The synergists that have a methylenedioxyphenyl group were firstly introduced in 1940 to increase the effectiveness of pyrethrum. Since, then many compounds have appeared, but only a few are still marketed. These synergists are piperonyl butoxide, sesamin, sesamolin and sesamex (Fig. 1). Piperonyl butoxide, a semisynthetic derivative of safrole, is the most widely used synthetic pyrethrin synergist and there are no reports available on toxic effects on humans resulting from the exposure to it (Breathnach, 1998).
Fig. 1: | Chemical structure of methylenedioxyphenyl compounds |
It was found in sesame oil and later named sesamine (Ware and Whitacre, 2004). Piperonyl butoxide does not have any pesticidal activity. However, when combined with insecticides, such as pyrethrin, pyrethroid and carbamate insecticides, their potency is increased considerably (Maklakov et al., 2001). It was clearly shown that PB interacts (induce or inhibit) with some P450 isozymes both in insects and mammalian species (Hodgson and Philpot, 1974; Adams et al., 1993a, b). This family of enzymes acts as the principal detoxification pathway for many pesticides. Piperonyl butoxide is a potent cytochrome P450 inhibitor and this inhibition of the detoxification pathway allows higher unchanged systemic concentrations of the active insecticide to remain within the target animal for a longer period. It was demonstrated that the major route of metabolism of piperonyl butoxide involved the opening of the methylenedioxy ring followed by loss of the methylene group into the endogenous metabolic pool (Cockburn and Needham, 1998). This is also believed to be the basis of the initial inhibition of the cytochrome P450 enzyme system, which is essential for the compounds efficacy as a synergist. The previous studies have been also shown that piperonyl butoxide reduced the oxidative metabolic inactivation of benzimidazole anthelmintics significantly in animals (McKellar et al., 2002; Gokbulut, 2000; Benchaoui and McKellar, 1996). More recently, it was demonstrated that the plasma concentration profiles of fenbendazole, a metabolite generated from oxfendazole, were significantly lower after the treatment with oxfendazole alone compared to those obtained after the oxfendazole+piperony butoxide treatment. The enhanced pharmacokinetic profiles correlated with increased anthelmintic efficacy (Sanchez Bruni et al., 2005). Moreover, it was shown that the methylenedioxyphenyl compounds inactivated human CYP1A1, CYP2C9, CYP2D6 and CYP3A4 (Nakajima et al., 1999). It was also indicated that isosafrole, another methylenedioxyphenyl compound, interacted with the cythochrome P450 enzymes and more recently it was reported that safrole inhibited human cythochrome P450 enzymes (CYP1A2, CYP2E1 and CYP2A6) (Ueng et al., 2005).

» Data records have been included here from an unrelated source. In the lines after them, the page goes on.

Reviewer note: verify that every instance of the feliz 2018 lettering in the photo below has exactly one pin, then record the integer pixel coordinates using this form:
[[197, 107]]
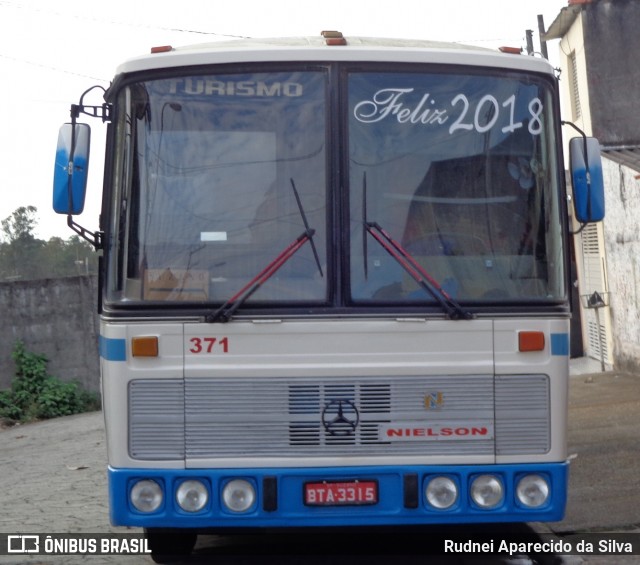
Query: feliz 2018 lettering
[[464, 115]]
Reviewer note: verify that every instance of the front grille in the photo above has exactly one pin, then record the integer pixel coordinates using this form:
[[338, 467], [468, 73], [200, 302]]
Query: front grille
[[208, 418]]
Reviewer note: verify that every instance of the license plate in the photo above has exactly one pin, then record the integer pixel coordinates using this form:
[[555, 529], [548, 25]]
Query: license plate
[[347, 493]]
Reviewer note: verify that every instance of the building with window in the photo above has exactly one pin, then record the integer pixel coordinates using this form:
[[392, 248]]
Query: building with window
[[600, 77]]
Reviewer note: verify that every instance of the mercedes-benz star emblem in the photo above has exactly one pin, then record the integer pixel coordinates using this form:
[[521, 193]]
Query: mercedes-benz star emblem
[[340, 417]]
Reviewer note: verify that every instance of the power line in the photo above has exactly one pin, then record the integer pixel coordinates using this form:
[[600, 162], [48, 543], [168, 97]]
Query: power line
[[110, 21], [50, 67]]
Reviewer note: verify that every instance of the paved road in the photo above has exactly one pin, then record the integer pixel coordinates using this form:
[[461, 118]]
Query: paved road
[[52, 479]]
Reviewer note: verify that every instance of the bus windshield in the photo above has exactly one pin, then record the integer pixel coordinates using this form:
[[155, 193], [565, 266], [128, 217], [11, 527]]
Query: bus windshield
[[460, 170], [215, 176]]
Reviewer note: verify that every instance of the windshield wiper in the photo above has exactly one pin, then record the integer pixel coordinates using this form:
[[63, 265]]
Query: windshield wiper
[[226, 311], [415, 270]]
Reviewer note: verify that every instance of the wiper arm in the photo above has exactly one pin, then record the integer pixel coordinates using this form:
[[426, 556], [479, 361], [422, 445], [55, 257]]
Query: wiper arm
[[416, 271], [226, 311]]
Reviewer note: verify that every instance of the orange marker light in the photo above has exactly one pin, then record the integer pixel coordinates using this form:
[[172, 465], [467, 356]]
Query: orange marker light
[[510, 50], [144, 346], [161, 49], [531, 341]]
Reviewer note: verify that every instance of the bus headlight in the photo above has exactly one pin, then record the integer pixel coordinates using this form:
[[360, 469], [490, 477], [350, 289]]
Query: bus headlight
[[238, 495], [146, 496], [192, 496], [487, 491], [532, 491], [441, 492]]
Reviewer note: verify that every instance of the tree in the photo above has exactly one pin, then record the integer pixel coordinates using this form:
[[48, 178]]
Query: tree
[[20, 225], [23, 257]]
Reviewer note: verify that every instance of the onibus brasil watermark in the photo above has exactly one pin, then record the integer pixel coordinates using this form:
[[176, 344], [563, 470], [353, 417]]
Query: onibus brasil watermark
[[75, 544]]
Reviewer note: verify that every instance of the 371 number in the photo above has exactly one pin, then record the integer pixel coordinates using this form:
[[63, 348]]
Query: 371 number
[[209, 345]]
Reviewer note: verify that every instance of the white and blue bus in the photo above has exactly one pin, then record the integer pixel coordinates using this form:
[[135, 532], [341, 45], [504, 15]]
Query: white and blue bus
[[334, 284]]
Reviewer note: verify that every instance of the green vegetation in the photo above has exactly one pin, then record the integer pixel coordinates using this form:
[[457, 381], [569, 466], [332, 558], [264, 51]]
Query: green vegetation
[[34, 394], [24, 257]]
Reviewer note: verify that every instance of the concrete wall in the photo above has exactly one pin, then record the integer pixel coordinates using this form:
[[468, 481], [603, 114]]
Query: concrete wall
[[54, 317], [622, 243]]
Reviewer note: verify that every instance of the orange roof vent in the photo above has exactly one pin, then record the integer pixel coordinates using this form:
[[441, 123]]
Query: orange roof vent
[[333, 37]]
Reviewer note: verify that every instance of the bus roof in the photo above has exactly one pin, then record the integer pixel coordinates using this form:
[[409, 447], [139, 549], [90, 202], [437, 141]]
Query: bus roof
[[363, 49]]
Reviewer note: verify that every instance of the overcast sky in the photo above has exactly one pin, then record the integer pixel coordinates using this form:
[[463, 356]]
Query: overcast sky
[[51, 52]]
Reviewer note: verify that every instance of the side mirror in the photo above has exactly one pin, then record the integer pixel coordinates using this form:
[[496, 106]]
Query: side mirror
[[71, 168], [586, 174]]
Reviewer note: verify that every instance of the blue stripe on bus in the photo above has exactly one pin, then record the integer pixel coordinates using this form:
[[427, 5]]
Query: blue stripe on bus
[[560, 344], [113, 349], [400, 502]]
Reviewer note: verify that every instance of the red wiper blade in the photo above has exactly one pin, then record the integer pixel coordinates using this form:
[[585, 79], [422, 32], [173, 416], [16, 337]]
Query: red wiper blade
[[417, 272], [226, 311], [408, 263]]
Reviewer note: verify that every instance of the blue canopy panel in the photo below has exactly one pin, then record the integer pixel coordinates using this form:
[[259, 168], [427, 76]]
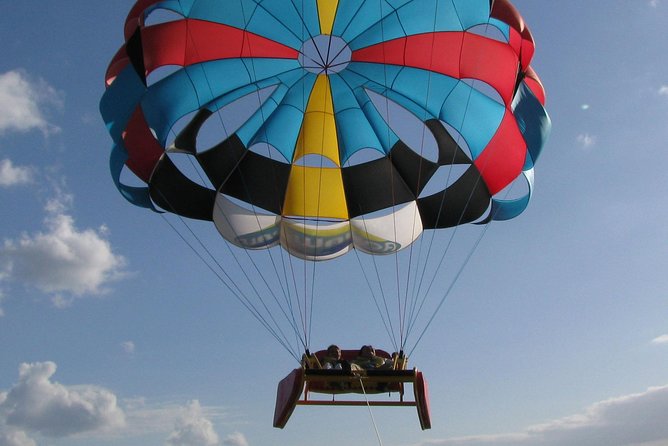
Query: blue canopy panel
[[281, 129], [298, 17], [354, 17], [353, 129], [534, 122], [181, 7], [190, 88], [474, 115], [535, 125], [276, 20], [418, 17], [118, 104]]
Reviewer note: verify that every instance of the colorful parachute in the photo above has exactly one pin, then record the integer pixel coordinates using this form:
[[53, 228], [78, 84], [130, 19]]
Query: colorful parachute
[[337, 118]]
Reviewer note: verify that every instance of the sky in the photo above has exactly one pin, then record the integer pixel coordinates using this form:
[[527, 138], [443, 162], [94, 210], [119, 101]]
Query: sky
[[112, 332]]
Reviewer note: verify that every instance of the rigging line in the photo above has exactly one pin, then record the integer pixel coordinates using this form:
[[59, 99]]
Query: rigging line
[[412, 298], [252, 285], [414, 316], [227, 245], [382, 291], [287, 296], [400, 318], [368, 405], [375, 301], [238, 294], [452, 284]]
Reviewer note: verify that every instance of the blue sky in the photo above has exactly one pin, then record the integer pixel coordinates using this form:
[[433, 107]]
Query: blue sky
[[113, 333]]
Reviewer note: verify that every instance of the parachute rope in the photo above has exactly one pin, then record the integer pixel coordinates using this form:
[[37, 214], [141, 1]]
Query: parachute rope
[[373, 419]]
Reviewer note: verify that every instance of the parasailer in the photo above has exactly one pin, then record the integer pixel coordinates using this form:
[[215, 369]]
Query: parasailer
[[342, 125]]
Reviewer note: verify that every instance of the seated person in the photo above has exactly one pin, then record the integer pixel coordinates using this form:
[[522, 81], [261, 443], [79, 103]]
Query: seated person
[[333, 360], [367, 359]]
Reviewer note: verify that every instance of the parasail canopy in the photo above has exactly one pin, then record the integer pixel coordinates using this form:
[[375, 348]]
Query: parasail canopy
[[336, 117]]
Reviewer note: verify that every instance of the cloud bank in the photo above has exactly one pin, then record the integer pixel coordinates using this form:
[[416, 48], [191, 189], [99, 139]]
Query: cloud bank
[[38, 405], [192, 428], [62, 260], [661, 340], [632, 420], [11, 175], [22, 101]]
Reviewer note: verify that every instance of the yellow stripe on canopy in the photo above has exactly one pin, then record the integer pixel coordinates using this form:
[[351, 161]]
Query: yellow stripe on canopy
[[327, 12], [318, 133], [315, 192]]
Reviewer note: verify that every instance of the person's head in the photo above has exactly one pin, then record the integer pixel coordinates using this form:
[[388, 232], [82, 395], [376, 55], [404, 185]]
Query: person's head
[[367, 351], [334, 351]]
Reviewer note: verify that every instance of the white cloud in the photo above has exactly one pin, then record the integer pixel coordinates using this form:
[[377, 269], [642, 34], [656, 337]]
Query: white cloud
[[632, 420], [193, 428], [38, 405], [235, 439], [663, 339], [13, 437], [128, 347], [586, 140], [11, 175], [22, 103], [62, 260]]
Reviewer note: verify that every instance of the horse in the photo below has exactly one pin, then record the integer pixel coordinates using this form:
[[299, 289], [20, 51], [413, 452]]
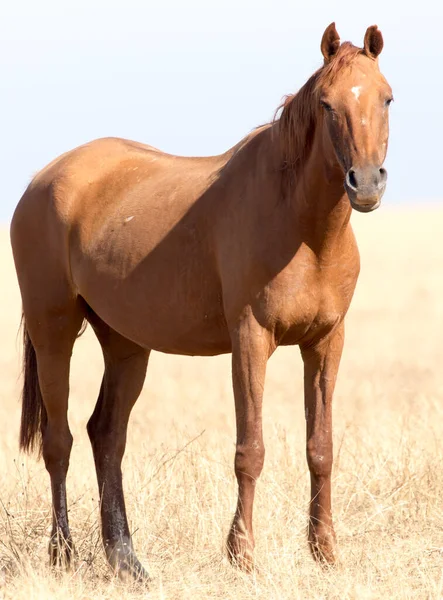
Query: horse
[[237, 253]]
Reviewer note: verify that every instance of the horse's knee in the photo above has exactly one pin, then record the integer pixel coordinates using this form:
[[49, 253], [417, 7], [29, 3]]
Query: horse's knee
[[319, 457], [57, 445], [249, 460]]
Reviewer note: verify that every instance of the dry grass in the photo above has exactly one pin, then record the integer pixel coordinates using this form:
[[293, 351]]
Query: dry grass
[[388, 473]]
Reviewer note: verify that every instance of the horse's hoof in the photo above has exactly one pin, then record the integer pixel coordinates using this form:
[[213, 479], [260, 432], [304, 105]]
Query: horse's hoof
[[240, 552], [61, 551], [125, 563], [322, 545]]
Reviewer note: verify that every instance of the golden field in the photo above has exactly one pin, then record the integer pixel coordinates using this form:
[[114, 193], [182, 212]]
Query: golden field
[[178, 469]]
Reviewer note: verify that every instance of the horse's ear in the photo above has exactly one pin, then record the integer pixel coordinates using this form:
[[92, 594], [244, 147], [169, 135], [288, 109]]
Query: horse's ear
[[373, 41], [330, 42]]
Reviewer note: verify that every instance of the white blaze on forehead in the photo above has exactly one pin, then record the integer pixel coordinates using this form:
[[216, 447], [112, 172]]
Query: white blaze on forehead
[[356, 91]]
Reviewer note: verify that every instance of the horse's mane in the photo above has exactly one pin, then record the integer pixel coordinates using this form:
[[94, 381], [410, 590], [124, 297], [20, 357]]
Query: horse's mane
[[296, 124]]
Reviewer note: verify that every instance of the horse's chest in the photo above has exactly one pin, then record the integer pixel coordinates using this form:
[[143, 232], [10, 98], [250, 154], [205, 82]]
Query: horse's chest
[[308, 305]]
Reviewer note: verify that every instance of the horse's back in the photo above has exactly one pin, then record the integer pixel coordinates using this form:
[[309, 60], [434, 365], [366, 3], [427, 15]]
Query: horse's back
[[124, 227]]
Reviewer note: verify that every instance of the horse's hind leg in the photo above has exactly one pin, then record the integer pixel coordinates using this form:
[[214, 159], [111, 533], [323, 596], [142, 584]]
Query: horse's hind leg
[[125, 370], [52, 333]]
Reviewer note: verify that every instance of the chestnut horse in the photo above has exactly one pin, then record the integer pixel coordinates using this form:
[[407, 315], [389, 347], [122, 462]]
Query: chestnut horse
[[237, 253]]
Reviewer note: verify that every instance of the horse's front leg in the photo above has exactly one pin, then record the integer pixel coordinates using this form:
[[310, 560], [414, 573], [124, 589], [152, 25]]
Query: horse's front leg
[[251, 348], [320, 371]]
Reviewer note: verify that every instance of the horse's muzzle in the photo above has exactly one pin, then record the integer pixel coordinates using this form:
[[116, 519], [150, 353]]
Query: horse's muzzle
[[365, 187]]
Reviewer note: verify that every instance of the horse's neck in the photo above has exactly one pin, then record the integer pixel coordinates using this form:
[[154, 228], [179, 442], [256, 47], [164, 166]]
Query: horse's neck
[[318, 199]]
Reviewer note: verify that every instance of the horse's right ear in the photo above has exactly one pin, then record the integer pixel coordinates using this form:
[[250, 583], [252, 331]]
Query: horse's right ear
[[330, 42]]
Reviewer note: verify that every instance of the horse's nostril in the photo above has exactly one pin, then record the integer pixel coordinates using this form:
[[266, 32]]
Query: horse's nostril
[[352, 179]]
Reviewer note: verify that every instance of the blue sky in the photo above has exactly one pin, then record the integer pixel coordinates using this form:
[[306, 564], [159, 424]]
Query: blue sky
[[193, 77]]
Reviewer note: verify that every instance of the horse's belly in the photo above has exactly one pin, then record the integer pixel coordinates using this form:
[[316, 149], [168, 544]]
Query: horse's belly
[[166, 314]]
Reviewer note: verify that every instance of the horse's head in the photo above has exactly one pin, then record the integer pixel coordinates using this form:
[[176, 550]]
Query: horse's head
[[355, 98]]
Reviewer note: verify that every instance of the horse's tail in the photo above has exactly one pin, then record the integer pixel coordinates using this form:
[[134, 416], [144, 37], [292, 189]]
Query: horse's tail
[[34, 416]]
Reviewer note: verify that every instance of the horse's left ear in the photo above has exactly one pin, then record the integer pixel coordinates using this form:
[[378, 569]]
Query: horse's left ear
[[373, 41]]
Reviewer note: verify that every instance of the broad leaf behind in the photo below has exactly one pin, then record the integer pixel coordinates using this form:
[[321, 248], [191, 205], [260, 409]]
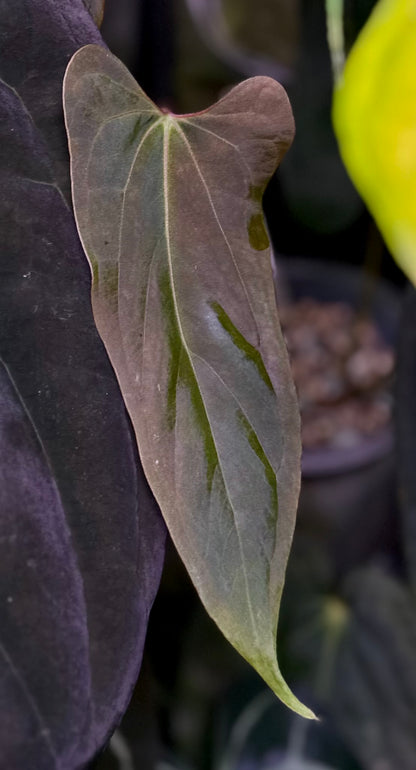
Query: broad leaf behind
[[169, 212]]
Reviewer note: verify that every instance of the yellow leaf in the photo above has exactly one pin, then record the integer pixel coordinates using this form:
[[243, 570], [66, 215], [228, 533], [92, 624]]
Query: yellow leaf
[[375, 122]]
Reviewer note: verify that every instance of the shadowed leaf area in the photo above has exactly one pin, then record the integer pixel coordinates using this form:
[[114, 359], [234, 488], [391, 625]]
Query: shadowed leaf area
[[81, 543], [172, 206]]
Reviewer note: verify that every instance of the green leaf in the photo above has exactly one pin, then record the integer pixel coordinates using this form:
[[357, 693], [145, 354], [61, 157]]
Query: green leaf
[[375, 122], [169, 212], [374, 688]]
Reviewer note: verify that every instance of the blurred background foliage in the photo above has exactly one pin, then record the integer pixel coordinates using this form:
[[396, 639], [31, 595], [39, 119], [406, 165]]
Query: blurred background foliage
[[347, 635]]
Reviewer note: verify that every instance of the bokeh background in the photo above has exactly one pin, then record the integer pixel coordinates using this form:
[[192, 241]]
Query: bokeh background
[[347, 635]]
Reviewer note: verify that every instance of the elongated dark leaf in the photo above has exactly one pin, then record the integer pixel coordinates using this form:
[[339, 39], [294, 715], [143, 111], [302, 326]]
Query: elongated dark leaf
[[80, 544], [169, 212], [374, 690]]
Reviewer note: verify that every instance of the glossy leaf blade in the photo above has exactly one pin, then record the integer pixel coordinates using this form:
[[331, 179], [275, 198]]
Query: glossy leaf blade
[[81, 545], [169, 213], [375, 122]]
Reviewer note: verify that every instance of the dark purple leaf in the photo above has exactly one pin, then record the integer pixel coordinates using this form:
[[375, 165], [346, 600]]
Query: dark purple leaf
[[81, 544]]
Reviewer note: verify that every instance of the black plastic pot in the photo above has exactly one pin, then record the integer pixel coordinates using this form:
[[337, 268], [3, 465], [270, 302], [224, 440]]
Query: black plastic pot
[[348, 495]]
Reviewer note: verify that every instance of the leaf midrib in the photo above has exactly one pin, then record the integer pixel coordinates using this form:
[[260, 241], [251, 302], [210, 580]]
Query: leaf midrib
[[168, 127]]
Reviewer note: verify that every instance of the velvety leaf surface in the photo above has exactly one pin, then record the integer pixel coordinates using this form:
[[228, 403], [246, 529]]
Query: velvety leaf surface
[[81, 545], [169, 212]]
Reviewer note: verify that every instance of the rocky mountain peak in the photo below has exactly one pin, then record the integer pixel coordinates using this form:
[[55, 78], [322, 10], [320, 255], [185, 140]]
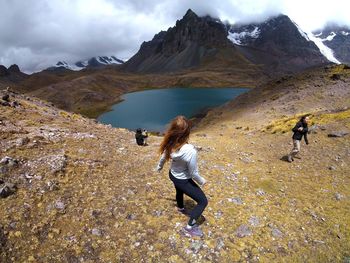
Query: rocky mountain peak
[[3, 71], [14, 68], [181, 46], [190, 14]]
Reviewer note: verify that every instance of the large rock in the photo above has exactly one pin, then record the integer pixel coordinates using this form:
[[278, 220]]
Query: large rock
[[7, 189]]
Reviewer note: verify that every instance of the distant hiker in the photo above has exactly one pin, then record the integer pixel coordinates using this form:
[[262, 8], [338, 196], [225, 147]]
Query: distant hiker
[[183, 171], [140, 138], [299, 130], [145, 136]]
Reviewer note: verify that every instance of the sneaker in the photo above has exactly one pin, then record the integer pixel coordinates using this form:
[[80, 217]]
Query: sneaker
[[194, 231], [183, 211]]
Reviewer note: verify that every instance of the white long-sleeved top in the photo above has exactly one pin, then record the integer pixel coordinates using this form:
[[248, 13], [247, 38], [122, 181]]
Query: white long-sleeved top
[[183, 164]]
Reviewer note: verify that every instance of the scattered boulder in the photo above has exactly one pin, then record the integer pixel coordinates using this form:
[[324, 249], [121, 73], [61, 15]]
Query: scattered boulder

The consumption of sesame oil by human is increasing because of their health benefits mentioned above. According to my hypothesis sesame seed or oil could interact with the P450 isozymes and affect the drug metabolisms in human, due to having a methylenedioxyphenyl group I suggest that the methylenedioxyphenyl compounds in sesame oil are potent inhibitors or inactivators of some CYP isoforms. The degree of interaction could be more related with the amount of lignans in sesame seed or oil and their consumption amount by human. Nevertheless, there is no data available on the literature on the interaction between sesame seed, sesame oil or the lignans and drugs. Obviously this hypothesis will require careful confirmation in animal and human trials focused on the determination of the interaction and identification of the P450 isozymes interacted with the lignans.